If anything, Ward hints that it might become easier for schools like Northwest College, who have traditionally been under that 25 percent mark, to attract students to campus.

“Some of those kids that have been going to schools (with more than 25 percent international participation) are going to have to look a little harder,” Ward said. “They’re not going to just give up and decide they don’t want to play. They’re going to look for a program that has space available.”

And, to be sure, the Trappers will be looking for them as well.

“We’ll keep looking at international students,” said Trapper women’s basketball coach Janis Beal, who has brought in students from Latvia, Brazil and the Dominican Republic during her two-year tenure at Northwest College. “That’s one of many avenues you have to build your team.”
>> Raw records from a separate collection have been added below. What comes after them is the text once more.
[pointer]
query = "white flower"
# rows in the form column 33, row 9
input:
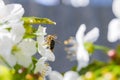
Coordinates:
column 54, row 75
column 116, row 8
column 5, row 49
column 10, row 12
column 42, row 67
column 42, row 48
column 82, row 53
column 69, row 75
column 113, row 30
column 8, row 39
column 24, row 52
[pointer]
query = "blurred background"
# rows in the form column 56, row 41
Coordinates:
column 69, row 14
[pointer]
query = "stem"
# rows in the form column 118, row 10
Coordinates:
column 5, row 61
column 103, row 48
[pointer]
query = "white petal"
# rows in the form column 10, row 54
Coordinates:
column 42, row 67
column 16, row 11
column 82, row 57
column 41, row 39
column 27, row 50
column 2, row 3
column 80, row 33
column 54, row 75
column 17, row 31
column 116, row 8
column 92, row 35
column 114, row 30
column 71, row 75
While the rule change might influence coaches in their recruiting decisions and recruiting strategies, it will likely pass largely unnoticed by fans in the stands.

“I don’t think it will change the quality of the student-athlete we attract internationally,” said Ward. “The same types of students that have been looking to play junior college ball in the past will still be looking at that level. I don’t think it will shift where those kids look.”

Fans might notice the changes to opposing rosters, though. While the Trappers fall beneath the 25 percent threshold, the same cannot be said of some of the schools Northwest College routinely faces in competition.

“When you look at the rosters, there are several that have lots of international students on them,” Ward said, noting, for instance, that one team his men’s basketball program faced last winter carried six international students on its roster. “For schools that have increasingly recruited international players, they’ll have to sit down and change their focus. There will definitely be some programs nationally that this rule change hits rather hard.”